The Minnesota Youth Soccer Association and Twin Cities Soccer Leagues canceled their seasons on May 22, and Minnesota Softball last week pulled the plug on any sort of regular season.

Youth and amateur baseball leagues, however, are still holding out hope. If they get the go-ahead from Gov. Tim Walz this week, they believe they can start abridged seasons by early July.

High school athletes were allowed to practicing with youth teams starting Monday, and youth and amateur leagues have gone ahead with practice sessions even if their seasons have been canceled. That includes 277 adult “town ball” teams that typically would have started their seasons on May 1.

“Most teams have lost a lot of games, so they’re just champing at the bit to get out there,” said Mark Forsman, vice president of the Minnesota Baseball Association. If the governor’s team gives them the go-ahead to move into competition, Forsman said, “We’re hoping we can start the season at least by July 1.”

Minnesota Youth Athletics Services, a non-profit that organizes leagues and tournaments for hundreds of local youth sports associations, is taking registrations for a youth baseball league to run from July 6-Aug. 14 but needs the state’s blessing soon.

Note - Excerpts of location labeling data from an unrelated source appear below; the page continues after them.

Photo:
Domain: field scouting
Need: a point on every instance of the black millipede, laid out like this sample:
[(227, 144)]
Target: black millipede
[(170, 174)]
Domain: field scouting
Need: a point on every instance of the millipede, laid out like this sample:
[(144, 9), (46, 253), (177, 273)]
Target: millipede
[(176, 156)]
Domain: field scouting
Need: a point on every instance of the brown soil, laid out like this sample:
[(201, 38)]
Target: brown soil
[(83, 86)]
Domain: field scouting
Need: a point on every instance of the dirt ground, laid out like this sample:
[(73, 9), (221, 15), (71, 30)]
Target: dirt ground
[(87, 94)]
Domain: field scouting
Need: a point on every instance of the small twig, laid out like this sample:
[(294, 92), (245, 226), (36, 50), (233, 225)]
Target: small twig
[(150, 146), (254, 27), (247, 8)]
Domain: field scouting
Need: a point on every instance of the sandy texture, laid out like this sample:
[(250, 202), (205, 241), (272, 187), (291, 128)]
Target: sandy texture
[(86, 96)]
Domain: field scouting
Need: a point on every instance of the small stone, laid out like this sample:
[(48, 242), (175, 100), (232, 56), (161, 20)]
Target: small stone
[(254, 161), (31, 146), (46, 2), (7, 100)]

“We are hoping to hear something this week,” MYAS executive director Dawson Blanck said. “The key word is ‘hoping.’ ”

If the green light comes, there might be an additional league — a co-op with Metro Baseball — for the players who lost their VFW and Legion seasons, canceled in May. Likewise, the East Metro league comprising teams from Woodbury, Stillwater, Cretin-Derham Hall, Central, Highland Park and North St. Paul, among others, plans to play starting July 1 and finish with a championship tournament the second weekend in August.

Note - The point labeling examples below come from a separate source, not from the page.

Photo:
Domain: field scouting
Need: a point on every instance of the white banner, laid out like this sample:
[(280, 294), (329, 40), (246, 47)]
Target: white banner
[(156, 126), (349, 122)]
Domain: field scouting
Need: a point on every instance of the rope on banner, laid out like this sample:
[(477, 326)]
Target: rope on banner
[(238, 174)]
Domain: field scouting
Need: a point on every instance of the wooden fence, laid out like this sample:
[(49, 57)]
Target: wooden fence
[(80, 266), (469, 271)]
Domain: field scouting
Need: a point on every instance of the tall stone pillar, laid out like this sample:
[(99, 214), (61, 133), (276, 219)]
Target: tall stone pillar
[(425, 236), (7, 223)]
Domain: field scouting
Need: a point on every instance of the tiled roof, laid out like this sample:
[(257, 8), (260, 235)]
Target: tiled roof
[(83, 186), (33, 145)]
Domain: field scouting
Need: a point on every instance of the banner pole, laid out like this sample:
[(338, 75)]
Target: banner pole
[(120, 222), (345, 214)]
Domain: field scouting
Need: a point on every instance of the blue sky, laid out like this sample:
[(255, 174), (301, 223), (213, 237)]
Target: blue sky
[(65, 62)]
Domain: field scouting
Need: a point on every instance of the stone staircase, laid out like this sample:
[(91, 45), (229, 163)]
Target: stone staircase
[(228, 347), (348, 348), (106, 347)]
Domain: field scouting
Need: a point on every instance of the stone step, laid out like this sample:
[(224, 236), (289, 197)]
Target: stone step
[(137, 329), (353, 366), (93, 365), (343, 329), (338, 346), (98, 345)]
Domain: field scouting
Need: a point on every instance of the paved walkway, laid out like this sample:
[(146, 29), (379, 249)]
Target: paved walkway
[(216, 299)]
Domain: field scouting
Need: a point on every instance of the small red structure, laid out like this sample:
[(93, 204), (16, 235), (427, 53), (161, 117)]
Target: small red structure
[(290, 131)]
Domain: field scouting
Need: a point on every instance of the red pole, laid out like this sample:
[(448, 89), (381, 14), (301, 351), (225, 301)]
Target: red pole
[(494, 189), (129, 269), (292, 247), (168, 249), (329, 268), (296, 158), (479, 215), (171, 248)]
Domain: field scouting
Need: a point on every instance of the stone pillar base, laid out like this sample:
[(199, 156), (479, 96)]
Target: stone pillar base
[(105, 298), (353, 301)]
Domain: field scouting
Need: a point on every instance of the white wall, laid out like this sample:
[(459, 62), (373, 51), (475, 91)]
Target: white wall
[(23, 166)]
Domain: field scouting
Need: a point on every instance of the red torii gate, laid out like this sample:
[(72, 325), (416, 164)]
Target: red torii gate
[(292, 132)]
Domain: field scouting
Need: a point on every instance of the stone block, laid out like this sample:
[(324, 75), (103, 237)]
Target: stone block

“We’re optimistic with us being within that (medium-risk) category,” Blanck said. “The conversation seems to be that baseball and softball are the most likely green light.”

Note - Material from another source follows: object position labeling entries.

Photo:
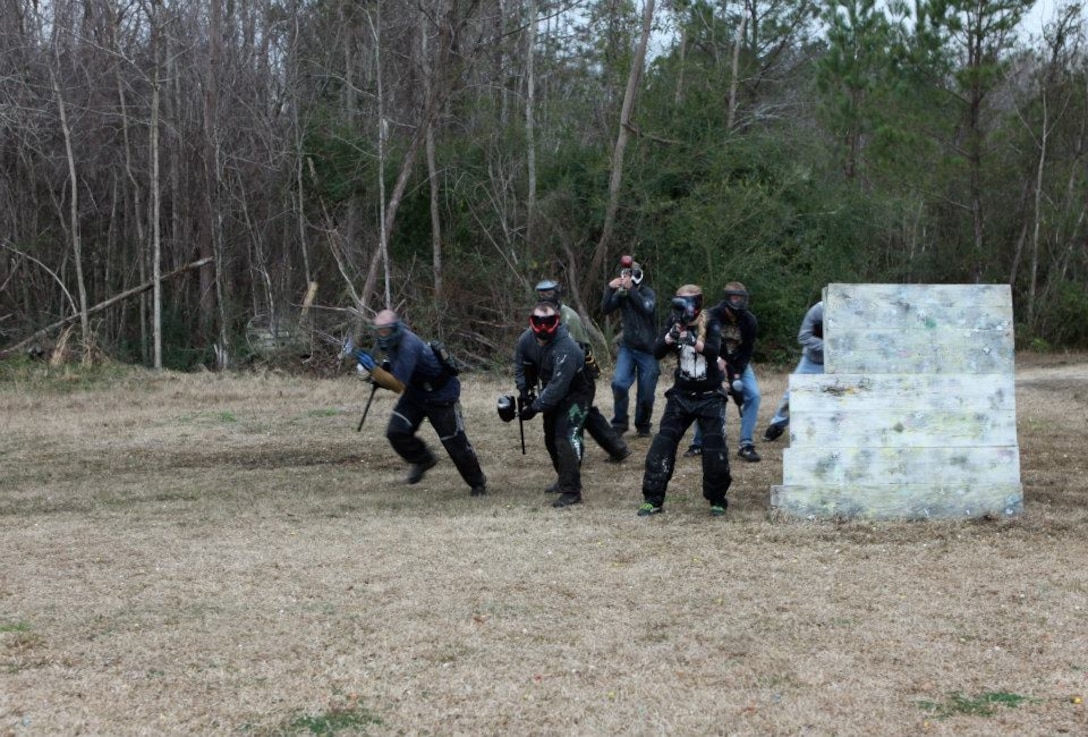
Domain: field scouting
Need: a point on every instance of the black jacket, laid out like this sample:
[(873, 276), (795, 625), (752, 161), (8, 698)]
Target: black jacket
[(638, 309), (557, 365), (696, 372), (738, 336)]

Softball won’t have any sort of regular season but given the green light could put together a championship tournament similar to the one with which it typically ends a season, said Tom Bye, director of Tri-County Fastpitch League and a commissioner with Minnesota Softball, which organizes more than 700 teams for girls ages under-8 to under-18.

The season was canceled after a Zoom meeting on June 9, when scheduling that many teams for a season had become impossible. “That was our breaking point; there was no way we could do all that,” Bye said. “But by that point, a good half of the associations had already pulled the plug.”

With a green light for competition this week, Bye said there still could be a season-ending invitational tournament with as many as 30 teams. Groups already are looking for venues that would accommodate small sub-tournaments.

That’s more than soccer clubs will get this summer. Local clubs are holding contact-less training sessions as a medium-risk sport, according to state guidelines, and are confident there will be a full fall season. But a summer without games has left parents and organizers frustrated.

Baseball and softball teams in Iowa, North Dakota and South Dakota already have begun playing games, and Blanck said some Minnesota youth teams have traveled out of state for competition. Town baseball teams have been doing that, too, according to Forsman. That has led some parents to ask local groups why they aren’t playing games.

“We’re just trying to make sure it’s safe to get the kids back to playing,” Bye said.

According to the Minnesota Department of Health, there were six new COVID-related deaths on Monday, the lowest reported total since April 12. Hospitalizations are trending downward, as well, but there were 230 new lab-confirmed cases.

Minnesota has posted detailed guidelines for youth sports operating during the pandemic, but youth sports organizers have often felt unsure of what exactly the state needed, from teams or virus trends.

“Throughout this whole process, we were never quite sure of the criteria they’re using to make decisions. It would be helpful to know the criteria they’re using to make decisions so we could cater our plan to the criteria,” said Matt Tiano, CEO of Twin Cities Soccer Leagues. “More than ever, kids need structured, outdoor activities with their friends.”